Re: Serious performance issues with mdadm RAID-5 partition exported through LIO (iSCSI)

joystick <joystick@xxxxxxxxxxxxx> · Wed, 19 Sep 2012 12:49:19 +0200

On 09/19/12 00:20, Nicholas A. Bellinger wrote:

Are you enabling emulate_write_cache=1 with your iblock
backends..? This can have a gigantic effect on initiator
performance for both MSFT + Linux SCSI clients.
That sounds interesting, but also potentially rather dangerous,
unless there is a very reliable implementation of IO barriers.
Just like with enabling write caches on real disks...

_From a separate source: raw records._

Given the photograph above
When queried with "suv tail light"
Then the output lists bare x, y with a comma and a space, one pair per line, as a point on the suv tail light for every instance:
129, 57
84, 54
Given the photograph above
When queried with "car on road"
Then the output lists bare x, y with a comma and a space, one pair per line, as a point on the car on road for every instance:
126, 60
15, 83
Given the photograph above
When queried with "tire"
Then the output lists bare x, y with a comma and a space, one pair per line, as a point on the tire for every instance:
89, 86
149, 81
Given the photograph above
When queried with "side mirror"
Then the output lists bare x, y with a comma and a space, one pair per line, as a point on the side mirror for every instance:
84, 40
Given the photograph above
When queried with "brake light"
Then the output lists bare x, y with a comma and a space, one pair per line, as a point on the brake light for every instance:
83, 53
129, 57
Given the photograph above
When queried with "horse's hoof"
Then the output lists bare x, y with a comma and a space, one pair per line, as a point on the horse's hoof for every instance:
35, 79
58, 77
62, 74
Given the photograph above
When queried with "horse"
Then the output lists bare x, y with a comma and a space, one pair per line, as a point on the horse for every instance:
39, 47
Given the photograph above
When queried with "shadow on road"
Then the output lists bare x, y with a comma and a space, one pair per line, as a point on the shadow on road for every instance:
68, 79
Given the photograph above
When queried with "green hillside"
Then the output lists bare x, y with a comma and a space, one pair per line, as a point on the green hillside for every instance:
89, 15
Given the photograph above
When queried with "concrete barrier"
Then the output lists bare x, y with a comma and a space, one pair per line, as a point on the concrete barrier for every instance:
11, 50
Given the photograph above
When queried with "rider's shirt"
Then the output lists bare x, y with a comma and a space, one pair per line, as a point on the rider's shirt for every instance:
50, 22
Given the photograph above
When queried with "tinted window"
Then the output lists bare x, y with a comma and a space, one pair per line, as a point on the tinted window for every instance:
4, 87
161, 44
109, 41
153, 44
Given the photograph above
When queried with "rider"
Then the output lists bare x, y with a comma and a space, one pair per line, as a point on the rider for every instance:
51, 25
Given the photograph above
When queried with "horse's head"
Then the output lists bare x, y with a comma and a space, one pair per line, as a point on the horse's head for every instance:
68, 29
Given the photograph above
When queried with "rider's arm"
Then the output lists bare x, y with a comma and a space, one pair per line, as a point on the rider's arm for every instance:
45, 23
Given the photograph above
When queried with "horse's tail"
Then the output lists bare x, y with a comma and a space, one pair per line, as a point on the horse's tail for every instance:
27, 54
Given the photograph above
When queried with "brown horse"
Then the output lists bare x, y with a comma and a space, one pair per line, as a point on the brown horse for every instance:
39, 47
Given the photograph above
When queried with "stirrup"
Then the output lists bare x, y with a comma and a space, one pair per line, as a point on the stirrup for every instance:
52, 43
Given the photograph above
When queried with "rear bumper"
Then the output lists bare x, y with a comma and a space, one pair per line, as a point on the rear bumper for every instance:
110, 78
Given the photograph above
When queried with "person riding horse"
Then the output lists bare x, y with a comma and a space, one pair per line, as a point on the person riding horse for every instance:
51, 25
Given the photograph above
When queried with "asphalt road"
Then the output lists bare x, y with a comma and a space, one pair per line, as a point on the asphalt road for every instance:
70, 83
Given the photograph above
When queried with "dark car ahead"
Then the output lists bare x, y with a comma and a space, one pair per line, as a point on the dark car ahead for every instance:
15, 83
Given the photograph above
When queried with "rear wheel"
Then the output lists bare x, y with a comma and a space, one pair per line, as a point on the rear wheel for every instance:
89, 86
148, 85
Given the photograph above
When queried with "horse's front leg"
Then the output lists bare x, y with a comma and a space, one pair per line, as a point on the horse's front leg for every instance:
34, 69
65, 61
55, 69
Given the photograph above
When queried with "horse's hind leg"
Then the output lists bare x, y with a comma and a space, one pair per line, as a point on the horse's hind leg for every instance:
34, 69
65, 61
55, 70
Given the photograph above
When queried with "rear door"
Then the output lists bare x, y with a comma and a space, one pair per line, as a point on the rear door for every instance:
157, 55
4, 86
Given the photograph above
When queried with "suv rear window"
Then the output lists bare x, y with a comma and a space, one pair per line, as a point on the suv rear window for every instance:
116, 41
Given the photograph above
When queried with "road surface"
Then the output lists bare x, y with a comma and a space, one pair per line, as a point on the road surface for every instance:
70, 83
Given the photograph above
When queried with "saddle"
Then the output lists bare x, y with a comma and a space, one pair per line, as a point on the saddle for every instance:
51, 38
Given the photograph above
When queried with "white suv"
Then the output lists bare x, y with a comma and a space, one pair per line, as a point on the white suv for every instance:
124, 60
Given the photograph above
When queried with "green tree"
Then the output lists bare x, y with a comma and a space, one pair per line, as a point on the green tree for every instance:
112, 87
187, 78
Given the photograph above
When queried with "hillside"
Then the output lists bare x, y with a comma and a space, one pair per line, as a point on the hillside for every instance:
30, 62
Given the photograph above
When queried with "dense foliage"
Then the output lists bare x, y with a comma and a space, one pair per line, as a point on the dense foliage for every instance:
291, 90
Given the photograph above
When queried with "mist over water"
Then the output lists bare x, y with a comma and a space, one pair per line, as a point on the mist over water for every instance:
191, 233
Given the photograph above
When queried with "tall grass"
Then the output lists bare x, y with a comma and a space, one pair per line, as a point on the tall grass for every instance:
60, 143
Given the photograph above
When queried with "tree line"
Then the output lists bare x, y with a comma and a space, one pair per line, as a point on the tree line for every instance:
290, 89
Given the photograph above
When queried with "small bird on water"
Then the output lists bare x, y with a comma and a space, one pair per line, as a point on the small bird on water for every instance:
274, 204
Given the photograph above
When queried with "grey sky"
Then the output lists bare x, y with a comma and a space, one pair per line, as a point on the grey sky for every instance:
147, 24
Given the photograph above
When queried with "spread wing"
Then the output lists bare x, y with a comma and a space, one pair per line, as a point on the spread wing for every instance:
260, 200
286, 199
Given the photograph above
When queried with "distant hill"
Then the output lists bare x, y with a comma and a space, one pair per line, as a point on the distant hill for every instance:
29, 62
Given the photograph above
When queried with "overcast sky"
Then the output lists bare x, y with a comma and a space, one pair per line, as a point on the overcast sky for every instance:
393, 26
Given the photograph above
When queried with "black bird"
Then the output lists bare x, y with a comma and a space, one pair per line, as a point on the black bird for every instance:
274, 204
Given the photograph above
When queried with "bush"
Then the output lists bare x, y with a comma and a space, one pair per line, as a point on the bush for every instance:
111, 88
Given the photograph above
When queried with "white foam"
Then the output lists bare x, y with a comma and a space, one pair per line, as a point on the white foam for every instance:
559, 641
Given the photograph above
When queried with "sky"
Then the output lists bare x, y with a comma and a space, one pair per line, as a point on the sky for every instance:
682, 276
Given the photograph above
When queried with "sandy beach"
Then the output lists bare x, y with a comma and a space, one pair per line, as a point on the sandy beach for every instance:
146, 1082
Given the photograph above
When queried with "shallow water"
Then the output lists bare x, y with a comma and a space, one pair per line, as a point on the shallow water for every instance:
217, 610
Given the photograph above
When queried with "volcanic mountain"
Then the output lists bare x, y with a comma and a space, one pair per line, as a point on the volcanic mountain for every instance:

Not exactly.  The name of the 'emulate_write_cache' device attribute is
a bit mis-leading here.  This bit simply reports (to the SCSI client)
that the WCE=1 bit is set during SCSI mode sense (caching page) is read
during the initial LUN scan.

Then can I say that the default is wrong?
You are declaring writethrough a device that is almost certainly a 
writeback (because at least HDDs will have caches).

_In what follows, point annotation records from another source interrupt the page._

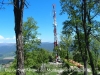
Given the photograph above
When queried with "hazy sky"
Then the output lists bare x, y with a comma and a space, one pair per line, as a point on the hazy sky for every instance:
41, 11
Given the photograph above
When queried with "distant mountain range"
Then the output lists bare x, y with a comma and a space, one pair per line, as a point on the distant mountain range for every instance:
8, 49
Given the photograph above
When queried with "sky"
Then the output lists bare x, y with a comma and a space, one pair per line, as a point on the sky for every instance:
41, 11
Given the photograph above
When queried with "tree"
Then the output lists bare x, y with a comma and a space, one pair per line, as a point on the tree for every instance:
81, 17
18, 13
65, 45
30, 40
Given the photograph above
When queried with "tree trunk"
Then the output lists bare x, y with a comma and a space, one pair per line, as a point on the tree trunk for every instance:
86, 34
18, 13
84, 56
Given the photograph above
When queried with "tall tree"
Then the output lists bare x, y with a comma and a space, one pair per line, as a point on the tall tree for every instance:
30, 39
18, 13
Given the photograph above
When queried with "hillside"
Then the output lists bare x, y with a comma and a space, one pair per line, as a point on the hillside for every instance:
8, 49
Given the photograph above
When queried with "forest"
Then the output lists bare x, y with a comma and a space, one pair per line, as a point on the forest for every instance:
78, 47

If power is lost at the iscsi target, there WILL be data loss. People do 
not expect that. Change the default!

Besides this, I don't understand how declaring an iscsi target as 
writethrough could slow down operations volountarily by initiators. That 
would be a bug of the initiators because writethrough is "better" than 
writeback for all purposes: initiators should just skip the queue drain 
/ flush / FUA, and all the rest should be the same.

[ ... ] check your [ ... ]/queue/max*sectors_kb for the MD
RAID to make sure the WRITEs are striped aligned to get best
performance with software MD raid.
That does not quite ensure that the writes are stripe aligned,
but perhaps a larger stripe cache would help.

I'm talking about what MD raid has chosen as it's underlying
max_sectors_kb to issue I/O to the underlying raid member devices.  This
depends on what backend storage hardware is in use, this may end up as
'127', which will result in ugly mis-aligned writes that ends up killing
performance.

Interesting observation.
For local processes writing, probably MD waits enough time for other 
requests to come and fill a stripe before initiating a rmw; but maybe 
iscsi is too slow for that and MD initiates an rmw for each request 
which would be a zillion of RMWs.
Can that be? Anyone knows MD enough to say if MD waits a little bit for 
more data in the attempt of filling an entire stripe before proceeding 
with rmw? If yes, can such timeout be set?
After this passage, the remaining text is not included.